- Genre: Comedy drama
- Written by: Mike Bullen
- Directed by: Nick Hurran
- Starring: Saskia Reeves; Con O'Neill; Beth Goddard; John Thomson; Sheila Gish; Roger Lloyd-Pack; Peter Howitt;
- Country of origin: United Kingdom
- Original language: English

Production
- Producers: Andy Harries; Justin Judd;
- Running time: 77 minutes
- Production company: Granada Television

Original release
- Network: ITV
- Release: 6 September 1995

= The Perfect Match (1995 film) =

The Perfect Match is a British comedy-drama television film written by Mike Bullen and directed by Nick Hurran. It stars Saskia Reeves and Con O'Neill as Bridget and Phil, a couple whose marriage proposal is broadcast to football fans. It was first broadcast on the ITV network on 6 September 1995. The programme was not well received by critics but it was enough of a success for producers Granada Television to ask Bullen for further ideas, leading to the commissioning of the long-running television series Cold Feet.

== Plot ==
Manchester United supporter Phil (Con O'Neill) proposes to his girlfriend Bridget (Saskia Reeves) on the big screen at Wembley during the FA Cup Final. They soon become minor national celebrities, attracting the attention of the tabloid newspaper The Sun and television presenter Keith Chegwin. The public frenzy leads Bridget to decide not to marry Phil. The two eventually reconcile and marry out of the public eye.

== Production ==
Believing that there was nothing on British television for people in his age group that was not a soap opera or a costume drama, screenwriter Mike Bullen wrote the script for The Perfect Match. He secured an agent, who managed to sell the script on spec to Andy Harries, controller of comedy at Granada Television. Harries described the writing as "impressive—cleverly constructed dialogue, very funny, well observed" and commissioned it as part of his drive to move away from making traditional-style sitcoms. Bullen described the moment he walked onto the set of The Perfect Match as "gobsmacking […] wandering around a room which had previously only existed in my head".

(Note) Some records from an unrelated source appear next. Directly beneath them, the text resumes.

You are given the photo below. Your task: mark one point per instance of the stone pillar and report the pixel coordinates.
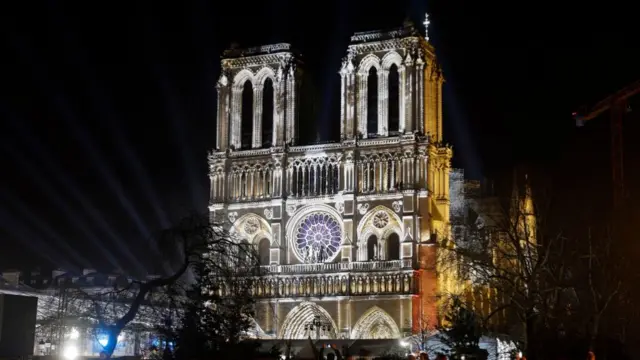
(279, 102)
(383, 102)
(408, 95)
(361, 116)
(402, 99)
(256, 138)
(236, 117)
(222, 136)
(290, 113)
(439, 83)
(419, 97)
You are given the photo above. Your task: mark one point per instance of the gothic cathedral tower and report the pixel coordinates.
(346, 231)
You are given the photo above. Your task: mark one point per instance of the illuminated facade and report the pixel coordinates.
(346, 230)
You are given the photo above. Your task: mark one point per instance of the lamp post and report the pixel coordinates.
(318, 325)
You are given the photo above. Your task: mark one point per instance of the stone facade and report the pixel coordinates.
(345, 231)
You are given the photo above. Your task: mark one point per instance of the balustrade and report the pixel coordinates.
(334, 285)
(339, 267)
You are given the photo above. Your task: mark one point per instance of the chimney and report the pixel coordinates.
(11, 276)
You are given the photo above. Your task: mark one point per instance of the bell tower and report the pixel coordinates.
(258, 98)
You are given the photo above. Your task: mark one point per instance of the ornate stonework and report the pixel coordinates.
(343, 221)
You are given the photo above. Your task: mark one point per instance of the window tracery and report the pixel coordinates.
(317, 238)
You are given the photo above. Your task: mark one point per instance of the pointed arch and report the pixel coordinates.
(241, 77)
(263, 74)
(391, 58)
(293, 326)
(367, 62)
(380, 222)
(375, 323)
(252, 228)
(366, 223)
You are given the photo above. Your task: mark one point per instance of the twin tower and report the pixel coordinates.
(391, 84)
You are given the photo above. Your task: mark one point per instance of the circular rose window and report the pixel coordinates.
(317, 238)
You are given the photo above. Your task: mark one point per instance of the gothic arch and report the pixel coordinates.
(370, 225)
(241, 77)
(256, 332)
(391, 58)
(367, 62)
(375, 323)
(252, 228)
(263, 74)
(293, 326)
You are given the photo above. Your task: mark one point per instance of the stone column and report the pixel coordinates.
(290, 115)
(361, 116)
(383, 102)
(419, 97)
(256, 138)
(402, 99)
(222, 136)
(439, 83)
(278, 109)
(408, 95)
(343, 102)
(236, 117)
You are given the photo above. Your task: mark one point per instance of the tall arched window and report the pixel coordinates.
(394, 99)
(267, 113)
(372, 101)
(393, 247)
(263, 251)
(372, 248)
(244, 252)
(246, 126)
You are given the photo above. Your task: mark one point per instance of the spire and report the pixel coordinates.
(426, 26)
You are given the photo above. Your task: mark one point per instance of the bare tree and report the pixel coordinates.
(600, 270)
(156, 300)
(509, 251)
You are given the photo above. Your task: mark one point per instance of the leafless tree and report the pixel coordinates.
(509, 251)
(156, 300)
(601, 270)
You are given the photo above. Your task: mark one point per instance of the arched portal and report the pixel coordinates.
(297, 323)
(381, 222)
(375, 323)
(251, 227)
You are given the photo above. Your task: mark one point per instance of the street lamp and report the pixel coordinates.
(47, 346)
(318, 325)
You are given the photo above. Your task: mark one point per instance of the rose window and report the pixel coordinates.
(380, 219)
(317, 238)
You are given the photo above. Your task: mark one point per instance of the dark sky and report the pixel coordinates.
(107, 111)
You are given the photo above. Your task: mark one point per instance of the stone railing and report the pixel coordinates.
(339, 267)
(355, 284)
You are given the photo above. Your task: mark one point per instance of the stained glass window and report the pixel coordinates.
(317, 239)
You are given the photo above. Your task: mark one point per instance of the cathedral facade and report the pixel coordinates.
(345, 231)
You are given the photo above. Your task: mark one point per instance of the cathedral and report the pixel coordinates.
(345, 231)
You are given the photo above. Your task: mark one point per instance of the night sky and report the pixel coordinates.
(108, 111)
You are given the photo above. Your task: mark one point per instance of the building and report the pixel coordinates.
(346, 230)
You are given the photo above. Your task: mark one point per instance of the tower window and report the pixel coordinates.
(372, 101)
(267, 114)
(372, 248)
(393, 247)
(246, 126)
(394, 99)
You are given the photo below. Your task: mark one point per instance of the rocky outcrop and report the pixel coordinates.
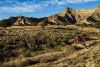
(68, 16)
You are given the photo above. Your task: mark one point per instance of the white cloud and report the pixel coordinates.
(29, 6)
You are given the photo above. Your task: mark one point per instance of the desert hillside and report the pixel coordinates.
(33, 47)
(49, 41)
(66, 17)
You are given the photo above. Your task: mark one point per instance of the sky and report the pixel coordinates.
(41, 8)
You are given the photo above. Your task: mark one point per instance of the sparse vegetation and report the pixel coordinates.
(31, 42)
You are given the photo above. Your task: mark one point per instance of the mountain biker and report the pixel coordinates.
(80, 39)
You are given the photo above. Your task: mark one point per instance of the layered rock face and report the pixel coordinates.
(68, 16)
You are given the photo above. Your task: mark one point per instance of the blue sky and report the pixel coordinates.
(41, 8)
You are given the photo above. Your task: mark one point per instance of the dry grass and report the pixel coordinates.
(28, 43)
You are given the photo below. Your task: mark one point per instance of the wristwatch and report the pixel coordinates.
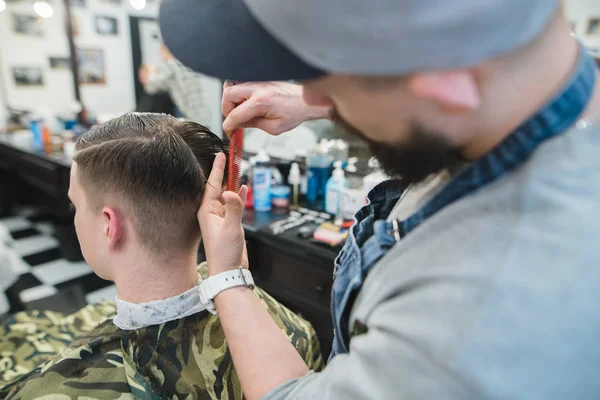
(212, 286)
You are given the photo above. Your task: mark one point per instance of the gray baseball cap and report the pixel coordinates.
(260, 40)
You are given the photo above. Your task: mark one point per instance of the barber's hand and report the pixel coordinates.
(220, 218)
(274, 107)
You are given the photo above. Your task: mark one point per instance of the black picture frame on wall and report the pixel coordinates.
(27, 24)
(28, 76)
(60, 62)
(593, 27)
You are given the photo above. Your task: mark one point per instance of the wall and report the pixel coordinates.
(116, 96)
(579, 12)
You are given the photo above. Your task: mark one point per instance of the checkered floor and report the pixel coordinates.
(42, 271)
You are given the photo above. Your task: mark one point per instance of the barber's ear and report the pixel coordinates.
(456, 92)
(111, 226)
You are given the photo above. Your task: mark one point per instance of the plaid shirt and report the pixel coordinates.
(185, 88)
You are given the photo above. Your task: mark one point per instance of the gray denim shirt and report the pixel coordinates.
(494, 297)
(491, 294)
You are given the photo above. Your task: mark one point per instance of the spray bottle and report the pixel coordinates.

Filming took place at Wembley Stadium during the 1995 FA Cup Final between Everton and Manchester United.

== Reception ==
The Perfect Match was broadcast on the ITV network on 6 September 1995.

Jaci Stephen in the Daily Mirror wrote "The Perfect Match didn't quite come off. The idea was good enough, but the writing was too cliche-ridden to do justice to it. The interfering mother is a well-known comic figure, and Mike Bullen's script added nothing to the caricature to make a unique character. The tabloid journalist was also a cliche […] The romantic lines could have come straight out of Mills And Boon […] It was watchable enough, and there were lovely performances from the central characters. Tighter script editing, however, could have turned a good drama into an outstanding one."

The Perfect Match also screened at the 1995 Cologne Film Festival, where it was a prizewinner.